The proposed study is the first pilot study that integrates eight kinds of evolution with two different DL paradigms. Thus, it accomplishes in designing eight different low storage and high-speed strategies for COVID-19 based CT lung segmentation. COVLIAS 2.0 demonstrated that the performance was retained while yielding the percentage storage reduction by ∼97%. Overall, on average, the speed of the eight pruning methods was almost five times faster than the base models. We compare our eight pruned AI models against the open-source web-based lung segmentation tools MedSeg.
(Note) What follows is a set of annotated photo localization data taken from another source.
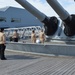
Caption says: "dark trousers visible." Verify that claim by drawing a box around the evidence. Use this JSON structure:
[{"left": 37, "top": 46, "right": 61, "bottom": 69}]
[
  {"left": 13, "top": 38, "right": 18, "bottom": 42},
  {"left": 0, "top": 44, "right": 6, "bottom": 59}
]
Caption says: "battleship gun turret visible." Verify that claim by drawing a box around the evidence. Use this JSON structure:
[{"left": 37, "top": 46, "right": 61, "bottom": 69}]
[
  {"left": 46, "top": 0, "right": 75, "bottom": 37},
  {"left": 15, "top": 0, "right": 59, "bottom": 36}
]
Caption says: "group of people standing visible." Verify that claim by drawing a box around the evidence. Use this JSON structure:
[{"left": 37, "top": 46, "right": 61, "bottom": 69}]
[
  {"left": 12, "top": 29, "right": 45, "bottom": 44},
  {"left": 0, "top": 28, "right": 45, "bottom": 60},
  {"left": 31, "top": 29, "right": 45, "bottom": 43}
]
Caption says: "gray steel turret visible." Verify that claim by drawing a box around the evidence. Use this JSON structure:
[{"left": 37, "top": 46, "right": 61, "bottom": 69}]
[
  {"left": 46, "top": 0, "right": 75, "bottom": 37},
  {"left": 15, "top": 0, "right": 59, "bottom": 36}
]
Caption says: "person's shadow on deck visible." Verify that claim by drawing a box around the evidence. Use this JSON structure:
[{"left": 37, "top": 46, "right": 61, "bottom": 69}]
[{"left": 6, "top": 54, "right": 40, "bottom": 60}]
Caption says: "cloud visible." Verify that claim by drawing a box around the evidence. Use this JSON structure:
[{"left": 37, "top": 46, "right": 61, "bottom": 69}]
[
  {"left": 59, "top": 0, "right": 75, "bottom": 15},
  {"left": 26, "top": 0, "right": 75, "bottom": 17},
  {"left": 0, "top": 0, "right": 75, "bottom": 17}
]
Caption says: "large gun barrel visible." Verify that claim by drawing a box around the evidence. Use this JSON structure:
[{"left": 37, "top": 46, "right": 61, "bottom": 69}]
[
  {"left": 15, "top": 0, "right": 59, "bottom": 36},
  {"left": 46, "top": 0, "right": 75, "bottom": 36}
]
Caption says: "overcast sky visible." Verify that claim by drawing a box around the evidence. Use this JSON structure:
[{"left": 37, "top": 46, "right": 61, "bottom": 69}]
[{"left": 0, "top": 0, "right": 75, "bottom": 17}]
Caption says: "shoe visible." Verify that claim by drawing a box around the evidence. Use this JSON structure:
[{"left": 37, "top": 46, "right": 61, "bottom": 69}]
[{"left": 1, "top": 58, "right": 7, "bottom": 60}]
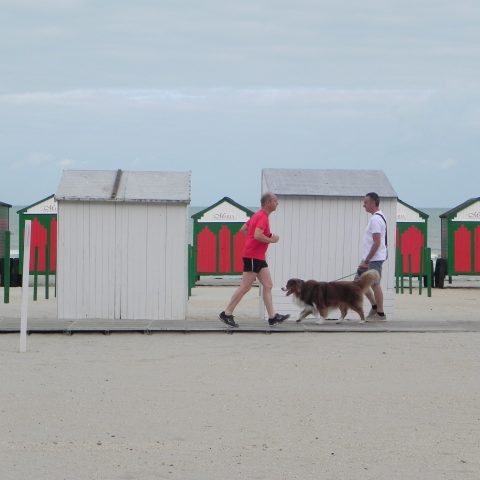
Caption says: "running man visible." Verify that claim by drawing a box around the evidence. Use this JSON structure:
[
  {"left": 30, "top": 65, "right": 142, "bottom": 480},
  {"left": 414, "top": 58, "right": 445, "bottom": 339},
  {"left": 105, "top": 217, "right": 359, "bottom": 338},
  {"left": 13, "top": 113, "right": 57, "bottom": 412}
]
[{"left": 219, "top": 192, "right": 290, "bottom": 327}]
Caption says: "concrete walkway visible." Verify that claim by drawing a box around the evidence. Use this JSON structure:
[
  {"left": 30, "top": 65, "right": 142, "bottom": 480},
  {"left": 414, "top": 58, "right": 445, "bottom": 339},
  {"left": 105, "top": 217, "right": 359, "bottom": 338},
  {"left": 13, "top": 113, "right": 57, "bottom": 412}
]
[
  {"left": 2, "top": 281, "right": 479, "bottom": 334},
  {"left": 1, "top": 317, "right": 480, "bottom": 334}
]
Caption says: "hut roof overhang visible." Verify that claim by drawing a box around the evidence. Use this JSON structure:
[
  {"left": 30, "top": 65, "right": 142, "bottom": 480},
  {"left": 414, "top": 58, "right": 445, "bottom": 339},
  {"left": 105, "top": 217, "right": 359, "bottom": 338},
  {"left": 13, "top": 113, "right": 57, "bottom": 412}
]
[
  {"left": 262, "top": 168, "right": 397, "bottom": 199},
  {"left": 440, "top": 197, "right": 480, "bottom": 219},
  {"left": 397, "top": 198, "right": 429, "bottom": 220},
  {"left": 55, "top": 170, "right": 191, "bottom": 203},
  {"left": 191, "top": 196, "right": 255, "bottom": 220}
]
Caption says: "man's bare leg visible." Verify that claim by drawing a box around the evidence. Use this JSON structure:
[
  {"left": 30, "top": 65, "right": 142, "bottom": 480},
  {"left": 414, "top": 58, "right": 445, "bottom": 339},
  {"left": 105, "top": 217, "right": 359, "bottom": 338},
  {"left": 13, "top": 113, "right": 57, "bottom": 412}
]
[
  {"left": 371, "top": 284, "right": 384, "bottom": 312},
  {"left": 365, "top": 288, "right": 376, "bottom": 306},
  {"left": 257, "top": 267, "right": 275, "bottom": 319},
  {"left": 224, "top": 272, "right": 257, "bottom": 315}
]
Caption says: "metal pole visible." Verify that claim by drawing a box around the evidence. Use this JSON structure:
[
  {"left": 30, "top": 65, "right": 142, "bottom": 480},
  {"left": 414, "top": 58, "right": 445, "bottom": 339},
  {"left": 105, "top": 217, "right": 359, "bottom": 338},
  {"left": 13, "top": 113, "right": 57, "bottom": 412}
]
[
  {"left": 4, "top": 231, "right": 10, "bottom": 303},
  {"left": 20, "top": 220, "right": 31, "bottom": 353},
  {"left": 45, "top": 234, "right": 50, "bottom": 300},
  {"left": 395, "top": 247, "right": 400, "bottom": 294},
  {"left": 426, "top": 247, "right": 432, "bottom": 297},
  {"left": 33, "top": 246, "right": 38, "bottom": 301},
  {"left": 187, "top": 244, "right": 192, "bottom": 298},
  {"left": 400, "top": 252, "right": 404, "bottom": 294},
  {"left": 418, "top": 248, "right": 423, "bottom": 296},
  {"left": 408, "top": 255, "right": 413, "bottom": 294}
]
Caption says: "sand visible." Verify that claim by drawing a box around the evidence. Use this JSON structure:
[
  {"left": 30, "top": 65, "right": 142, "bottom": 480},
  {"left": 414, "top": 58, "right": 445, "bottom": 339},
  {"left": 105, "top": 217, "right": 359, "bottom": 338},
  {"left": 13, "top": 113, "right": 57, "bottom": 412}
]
[
  {"left": 1, "top": 283, "right": 480, "bottom": 479},
  {"left": 1, "top": 277, "right": 480, "bottom": 323}
]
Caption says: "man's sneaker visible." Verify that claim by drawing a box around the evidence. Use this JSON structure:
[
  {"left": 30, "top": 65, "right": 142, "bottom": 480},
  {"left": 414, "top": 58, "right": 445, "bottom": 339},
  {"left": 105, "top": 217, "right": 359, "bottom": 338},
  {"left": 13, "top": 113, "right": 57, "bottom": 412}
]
[
  {"left": 366, "top": 312, "right": 387, "bottom": 322},
  {"left": 268, "top": 313, "right": 290, "bottom": 326},
  {"left": 219, "top": 311, "right": 238, "bottom": 327},
  {"left": 366, "top": 307, "right": 377, "bottom": 319}
]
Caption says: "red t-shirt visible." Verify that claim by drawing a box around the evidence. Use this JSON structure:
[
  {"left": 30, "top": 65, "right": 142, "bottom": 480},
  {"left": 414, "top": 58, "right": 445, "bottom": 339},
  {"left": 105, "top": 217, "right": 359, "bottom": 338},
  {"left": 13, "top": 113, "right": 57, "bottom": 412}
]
[{"left": 243, "top": 209, "right": 271, "bottom": 260}]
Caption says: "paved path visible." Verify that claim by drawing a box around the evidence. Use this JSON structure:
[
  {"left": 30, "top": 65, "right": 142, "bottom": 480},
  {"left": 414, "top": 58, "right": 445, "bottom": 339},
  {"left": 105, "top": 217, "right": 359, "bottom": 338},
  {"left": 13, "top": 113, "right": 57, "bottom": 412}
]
[
  {"left": 1, "top": 317, "right": 480, "bottom": 334},
  {"left": 2, "top": 281, "right": 480, "bottom": 334}
]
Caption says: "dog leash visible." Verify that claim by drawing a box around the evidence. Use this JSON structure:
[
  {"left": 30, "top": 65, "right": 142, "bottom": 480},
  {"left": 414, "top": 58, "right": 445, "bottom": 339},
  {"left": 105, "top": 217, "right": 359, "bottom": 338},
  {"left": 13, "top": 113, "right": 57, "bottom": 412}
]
[{"left": 331, "top": 272, "right": 357, "bottom": 282}]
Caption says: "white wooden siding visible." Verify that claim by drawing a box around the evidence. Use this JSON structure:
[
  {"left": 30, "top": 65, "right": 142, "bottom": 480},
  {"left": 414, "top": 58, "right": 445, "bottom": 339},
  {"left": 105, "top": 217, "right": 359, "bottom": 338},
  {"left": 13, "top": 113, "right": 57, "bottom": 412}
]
[
  {"left": 264, "top": 196, "right": 397, "bottom": 320},
  {"left": 57, "top": 201, "right": 187, "bottom": 321}
]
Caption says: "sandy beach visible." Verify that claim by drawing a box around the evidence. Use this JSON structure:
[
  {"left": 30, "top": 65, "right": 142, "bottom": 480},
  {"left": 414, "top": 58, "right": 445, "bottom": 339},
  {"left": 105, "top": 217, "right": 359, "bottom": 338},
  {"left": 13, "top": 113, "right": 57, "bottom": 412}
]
[
  {"left": 1, "top": 283, "right": 480, "bottom": 479},
  {"left": 1, "top": 277, "right": 480, "bottom": 323}
]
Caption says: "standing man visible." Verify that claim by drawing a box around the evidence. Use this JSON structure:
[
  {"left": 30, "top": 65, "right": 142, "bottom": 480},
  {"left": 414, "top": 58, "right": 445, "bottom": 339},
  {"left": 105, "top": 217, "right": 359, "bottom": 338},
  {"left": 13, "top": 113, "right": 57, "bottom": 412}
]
[
  {"left": 219, "top": 192, "right": 290, "bottom": 328},
  {"left": 358, "top": 192, "right": 388, "bottom": 321}
]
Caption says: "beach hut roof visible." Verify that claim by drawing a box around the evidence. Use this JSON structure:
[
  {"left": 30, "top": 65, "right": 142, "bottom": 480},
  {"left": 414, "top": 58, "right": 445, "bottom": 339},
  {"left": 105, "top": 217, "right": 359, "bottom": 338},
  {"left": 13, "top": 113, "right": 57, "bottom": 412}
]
[
  {"left": 191, "top": 196, "right": 255, "bottom": 220},
  {"left": 55, "top": 169, "right": 191, "bottom": 203},
  {"left": 439, "top": 197, "right": 480, "bottom": 219},
  {"left": 397, "top": 199, "right": 429, "bottom": 219},
  {"left": 17, "top": 194, "right": 55, "bottom": 214},
  {"left": 262, "top": 169, "right": 397, "bottom": 198},
  {"left": 0, "top": 201, "right": 12, "bottom": 208}
]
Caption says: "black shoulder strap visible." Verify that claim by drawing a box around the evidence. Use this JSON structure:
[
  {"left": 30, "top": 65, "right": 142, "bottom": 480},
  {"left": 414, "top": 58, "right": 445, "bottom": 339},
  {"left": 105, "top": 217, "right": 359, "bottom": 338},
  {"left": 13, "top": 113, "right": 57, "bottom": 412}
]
[{"left": 374, "top": 213, "right": 388, "bottom": 246}]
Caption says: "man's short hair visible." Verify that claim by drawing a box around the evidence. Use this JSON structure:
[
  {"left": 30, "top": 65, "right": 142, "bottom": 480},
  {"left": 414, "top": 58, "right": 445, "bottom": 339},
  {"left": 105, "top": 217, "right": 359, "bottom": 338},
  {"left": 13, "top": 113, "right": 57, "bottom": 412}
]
[
  {"left": 261, "top": 192, "right": 275, "bottom": 206},
  {"left": 366, "top": 192, "right": 380, "bottom": 206}
]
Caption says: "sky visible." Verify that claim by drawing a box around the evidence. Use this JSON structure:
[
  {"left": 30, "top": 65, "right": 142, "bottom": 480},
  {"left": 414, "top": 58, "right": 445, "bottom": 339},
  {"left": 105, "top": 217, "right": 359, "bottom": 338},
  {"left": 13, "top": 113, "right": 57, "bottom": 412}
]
[{"left": 1, "top": 0, "right": 479, "bottom": 208}]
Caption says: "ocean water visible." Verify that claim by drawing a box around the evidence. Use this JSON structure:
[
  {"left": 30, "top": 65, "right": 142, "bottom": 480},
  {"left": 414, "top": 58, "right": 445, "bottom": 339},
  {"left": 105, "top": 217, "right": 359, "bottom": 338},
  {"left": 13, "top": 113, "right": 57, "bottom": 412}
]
[
  {"left": 423, "top": 208, "right": 445, "bottom": 257},
  {"left": 8, "top": 205, "right": 446, "bottom": 256},
  {"left": 8, "top": 206, "right": 26, "bottom": 254}
]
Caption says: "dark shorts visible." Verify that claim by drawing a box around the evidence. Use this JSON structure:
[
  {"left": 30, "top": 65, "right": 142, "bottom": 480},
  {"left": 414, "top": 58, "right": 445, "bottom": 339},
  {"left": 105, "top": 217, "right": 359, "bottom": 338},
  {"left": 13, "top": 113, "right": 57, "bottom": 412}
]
[
  {"left": 355, "top": 260, "right": 384, "bottom": 285},
  {"left": 243, "top": 257, "right": 268, "bottom": 273}
]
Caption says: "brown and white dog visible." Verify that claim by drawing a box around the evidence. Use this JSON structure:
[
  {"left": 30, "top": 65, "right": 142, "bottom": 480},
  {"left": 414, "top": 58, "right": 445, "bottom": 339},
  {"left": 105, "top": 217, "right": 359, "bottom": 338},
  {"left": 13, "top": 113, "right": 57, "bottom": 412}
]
[{"left": 282, "top": 270, "right": 380, "bottom": 324}]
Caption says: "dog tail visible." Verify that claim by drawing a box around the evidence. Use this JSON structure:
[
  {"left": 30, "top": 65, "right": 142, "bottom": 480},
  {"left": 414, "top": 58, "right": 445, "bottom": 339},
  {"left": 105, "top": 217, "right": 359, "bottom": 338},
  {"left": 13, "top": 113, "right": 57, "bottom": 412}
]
[{"left": 356, "top": 269, "right": 380, "bottom": 292}]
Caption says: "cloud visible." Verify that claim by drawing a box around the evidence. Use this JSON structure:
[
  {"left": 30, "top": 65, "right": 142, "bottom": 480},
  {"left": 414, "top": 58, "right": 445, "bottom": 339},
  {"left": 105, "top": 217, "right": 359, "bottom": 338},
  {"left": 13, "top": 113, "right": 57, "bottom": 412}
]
[
  {"left": 437, "top": 158, "right": 458, "bottom": 170},
  {"left": 0, "top": 0, "right": 81, "bottom": 9},
  {"left": 10, "top": 152, "right": 76, "bottom": 170},
  {"left": 405, "top": 157, "right": 459, "bottom": 171},
  {"left": 58, "top": 158, "right": 75, "bottom": 169},
  {"left": 0, "top": 87, "right": 433, "bottom": 117}
]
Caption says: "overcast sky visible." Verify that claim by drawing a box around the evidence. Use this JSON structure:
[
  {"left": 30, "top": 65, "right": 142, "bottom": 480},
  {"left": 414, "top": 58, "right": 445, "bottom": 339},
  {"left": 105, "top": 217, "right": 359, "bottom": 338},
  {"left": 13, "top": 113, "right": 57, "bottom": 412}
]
[{"left": 1, "top": 0, "right": 478, "bottom": 208}]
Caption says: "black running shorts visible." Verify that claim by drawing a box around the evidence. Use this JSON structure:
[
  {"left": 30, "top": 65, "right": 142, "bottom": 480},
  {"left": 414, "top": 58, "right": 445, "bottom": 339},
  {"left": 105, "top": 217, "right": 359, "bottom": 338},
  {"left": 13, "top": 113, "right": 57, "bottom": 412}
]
[{"left": 243, "top": 257, "right": 268, "bottom": 273}]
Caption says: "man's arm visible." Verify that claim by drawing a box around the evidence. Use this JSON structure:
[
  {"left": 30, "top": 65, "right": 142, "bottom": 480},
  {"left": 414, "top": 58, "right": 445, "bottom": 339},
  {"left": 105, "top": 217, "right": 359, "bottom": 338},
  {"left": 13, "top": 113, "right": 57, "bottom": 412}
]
[
  {"left": 254, "top": 227, "right": 279, "bottom": 243},
  {"left": 360, "top": 233, "right": 381, "bottom": 267}
]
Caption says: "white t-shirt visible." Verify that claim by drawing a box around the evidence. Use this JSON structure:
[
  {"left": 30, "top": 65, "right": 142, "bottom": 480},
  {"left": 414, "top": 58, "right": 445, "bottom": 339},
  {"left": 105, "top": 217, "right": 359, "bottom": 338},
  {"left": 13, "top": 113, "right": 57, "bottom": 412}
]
[{"left": 363, "top": 210, "right": 387, "bottom": 261}]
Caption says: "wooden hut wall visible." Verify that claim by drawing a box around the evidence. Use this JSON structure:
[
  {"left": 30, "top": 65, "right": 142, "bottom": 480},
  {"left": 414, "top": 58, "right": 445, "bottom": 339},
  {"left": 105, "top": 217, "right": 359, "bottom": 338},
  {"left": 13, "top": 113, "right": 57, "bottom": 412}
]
[
  {"left": 57, "top": 201, "right": 187, "bottom": 320},
  {"left": 267, "top": 195, "right": 397, "bottom": 320}
]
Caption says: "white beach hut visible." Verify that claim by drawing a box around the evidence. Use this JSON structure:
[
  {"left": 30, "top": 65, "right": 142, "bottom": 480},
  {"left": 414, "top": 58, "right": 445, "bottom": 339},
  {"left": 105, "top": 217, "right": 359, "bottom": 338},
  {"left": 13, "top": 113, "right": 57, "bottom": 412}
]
[
  {"left": 55, "top": 169, "right": 191, "bottom": 321},
  {"left": 262, "top": 168, "right": 398, "bottom": 320}
]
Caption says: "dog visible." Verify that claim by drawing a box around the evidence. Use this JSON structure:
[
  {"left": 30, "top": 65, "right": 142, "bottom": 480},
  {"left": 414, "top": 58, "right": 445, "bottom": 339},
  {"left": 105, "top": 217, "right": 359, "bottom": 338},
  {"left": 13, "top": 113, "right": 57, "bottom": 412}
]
[{"left": 282, "top": 269, "right": 380, "bottom": 324}]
We also validated our hypothesis that the overall system error was under 6%, thus proving the clinical applicability. The online COVLIAS 2.0 takes ∼0.25 s for one CT slice. The COVLIAS 2.0 is reliable, accurate, and stable in clinical settings.

Eight different pruning techniques (i) differential evolution (DE), (ii) genetic algorithm (GA), (iii) particle swarm optimization algorithm (PSO), and (iv) whale optimization algorithm (WO) in two deep learning frameworks namely, (i) Fully connected network (FCN) and (ii) SegNet.

Declaration of competing interest

We respectfully want to declare that there was a conflict of interest between our senior authors (by working with them for over 10 years) and Dr. U. Rajendra Acharya and Dr. Filippo Molinari. We therefore humbly request you that they be not the reviewers or AE of this manuscript. We deeply appreciate your kind understanding.